Dans le cas de l’Arménie et de l’Azerbaïdjan, c’est une longue histoire. Je ne peux pas la résumer, mais la crise immédiate est survenue lorsque l’Azerbaïdjan, certainement avec le soutien de la Turquie, a vu les armes israéliennes affluer. Sur l’aéroport Ben Gourion en Israël, les avions Iliouchine qui arrivent et repartent, alors qu’aucun autre avion ne vole [à Bakou], envoyant des armes israéliennes en Azerbaïdjan pour qu’elles puissent tuer des gens, des Arméniens dans le Haut-Karabakh.
Donc oui, il s’agit d’une escalade. Internationale. La Russie est des deux côtés, l’Iran soutient l’Arménie, ce sont des relations très étranges. C’est terrible pour les gens là-bas. C’est une situation très dangereuse. Il est temps que la diplomatie internationale, que des négociations aient lieu pour essayer de les calmer.
Les acteurs ne sont pas les gens les plus gentils du monde, c’est le moins qu’on puisse dire. En Turquie, Erdogan essaie essentiellement de créer une sorte de califat ottoman, avec lui comme calife, chef suprême, en imposant son autorité partout et en détruisant en même temps les restes de la démocratie en Turquie.
Israël ne s’intéresse qu’à la vente d’armes. Ils les vendent à tout le monde, peu importe qui ils tuent. C’est le pilier de leur économie : la sécurité et les armes. Même ici, où je vis, la frontière non loin d’où je vis est en train d’être fortifiée avec l’aide cruciale des soi-disant forces de sécurité et des entreprises israéliennes. C’est leur travail. Elbit [Systems], cette fois-ci.
Il y a beaucoup de forces malveillantes impliquées, et nous ne pouvons qu’espérer qu’il y aura une sorte d’effort international pour atténuer les atrocités et les agressions avant qu’elles ne dégénèrent réellement en massacres sur place, et éventuellement en guerre internationale, car de nombreuses forces internationales puissantes sont engagées.
D.B. : La Turquie assure également le transfert des combattants jihadistes de l’Etat islamique depuis la Syrie, et paie leurs salaires pour aller combattre avec les Azerbaïdjanais contre les Arméniens.
N.C. : C’est apparemment vrai. La Turquie fait probablement la même chose en Libye, un des autres endroits où Erdogan essaie de montrer sa puissance. Oui, c’est ce qui est observé en Azerbaïdjan.
D.B. : En 2018, l’Arménie a connu une révolution démocratique pacifique dirigée par Nikol Pashinyan, qui a renversé l’oligarchie au pouvoir. C’est l’un des rares cas où une révolution pacifique a remplacé un régime autocratique dans les Etats post-soviétiques.
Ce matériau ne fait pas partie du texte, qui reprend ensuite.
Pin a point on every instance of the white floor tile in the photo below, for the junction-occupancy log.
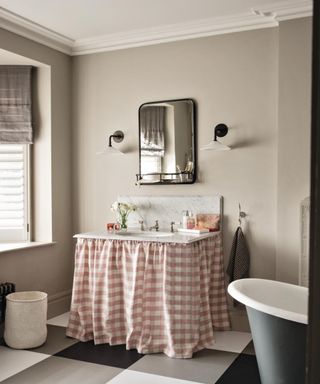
(13, 361)
(133, 377)
(231, 341)
(60, 321)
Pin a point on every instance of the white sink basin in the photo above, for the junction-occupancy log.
(144, 234)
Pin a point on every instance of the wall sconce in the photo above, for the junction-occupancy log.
(117, 137)
(220, 130)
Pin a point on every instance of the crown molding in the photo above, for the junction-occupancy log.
(285, 10)
(174, 32)
(33, 31)
(261, 17)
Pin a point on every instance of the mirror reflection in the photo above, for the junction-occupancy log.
(166, 142)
Elle n’a pas été bien rapportée ici aux États-Unis.
N.C. : Pour autant que je sache, il n’y avait aucun intérêt pour les États-Unis. S’il y en avait, je ne l’ai pas remarqué. Oui, pour une fois, c’était apparemment une véritable révolution démocratique. Ce qui s’est passé au-delà, je n’en connais pas vraiment les détails.
D.B. : Vous savez que je suis d’origine arménienne et que je suis allé en République d’Arménie. C’est un pays relativement pauvre, enclavé, avec une petite population de trois millions d’habitants. Je suis allé dans quelques villages, et j’ai remarqué qu’il n’y avait pas d’hommes jeunes ou d’âge moyen dans le village, alors j’ai demandé autour de moi : où est tout le monde ? Et ils m’ont répondu que tous les hommes étaient partis en Russie parce qu’il n’y avait pas de travail ici. L’Arménie se trouve donc dans une sorte de situation désespérée.
N.C. : C’est une raison de plus pour qu’un effort international majeur soit fait pour mettre fin à l’agression actuelle et essayer de trouver un moyen de résoudre le problème complexe du Haut-Karabakh, où il y a une population arménienne dans une zone contrôlée par l’Azerbaïdjan. Ce n’est pas un problème facile à résoudre, mais qui pourrait l’être par le biais de négociations raisonnables.